Part of Operation Inherent Resolve
These strikes were conducted as part of Operation Inherent Resolve, the operation to destroy ISIS in Iraq and Syria. The destruction of ISIS targets in Iraq and Syria also further limits the group’s ability to project terror and conduct external operations throughout the region and the rest of the world, task force officials said.
The list above contains all strikes conducted by fighter, attack, bomber, rotary-wing or remotely piloted aircraft; rocket-propelled artillery; and some ground-based tactical artillery when fired on planned targets, officials noted.

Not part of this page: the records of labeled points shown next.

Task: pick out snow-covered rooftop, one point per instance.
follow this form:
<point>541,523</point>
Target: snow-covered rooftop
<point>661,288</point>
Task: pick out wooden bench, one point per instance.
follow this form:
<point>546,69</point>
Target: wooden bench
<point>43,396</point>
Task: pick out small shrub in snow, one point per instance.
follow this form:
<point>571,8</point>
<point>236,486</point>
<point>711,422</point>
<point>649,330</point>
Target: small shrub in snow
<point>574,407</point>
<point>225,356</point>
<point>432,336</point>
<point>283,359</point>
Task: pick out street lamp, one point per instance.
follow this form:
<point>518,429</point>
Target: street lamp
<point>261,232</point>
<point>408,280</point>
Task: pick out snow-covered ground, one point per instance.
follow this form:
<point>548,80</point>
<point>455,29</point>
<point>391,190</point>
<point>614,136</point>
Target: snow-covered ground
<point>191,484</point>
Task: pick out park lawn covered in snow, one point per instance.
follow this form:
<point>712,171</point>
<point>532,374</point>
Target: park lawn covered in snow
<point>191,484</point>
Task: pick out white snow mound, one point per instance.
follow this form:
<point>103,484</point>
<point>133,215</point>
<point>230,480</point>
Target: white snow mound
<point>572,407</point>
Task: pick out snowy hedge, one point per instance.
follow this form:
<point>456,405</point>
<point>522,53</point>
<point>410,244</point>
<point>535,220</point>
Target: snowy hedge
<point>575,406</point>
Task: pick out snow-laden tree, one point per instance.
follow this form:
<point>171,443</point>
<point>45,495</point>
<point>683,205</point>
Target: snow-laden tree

Ground-based artillery fired in counterfire or in fire support to maneuver roles is not classified as a strike, they added. A strike, as defined by the coalition, refers to one or more kinetic engagements that occur in roughly the same geographic location to produce a single or cumulative effect.
For example, task force officials explained, a single aircraft delivering a single weapon against a lone ISIS vehicle is one strike, but so is multiple aircraft delivering dozens of weapons against a group of ISIS-held buildings and weapon systems in a compound, having the cumulative effect of making that facility harder or impossible to use. Strike assessments are based on initial reports and may be refined, officials said.
The task force does not report the number or type of aircraft employed in a strike, the number of munitions dropped in each strike, or the number of individual munition impact points against a target.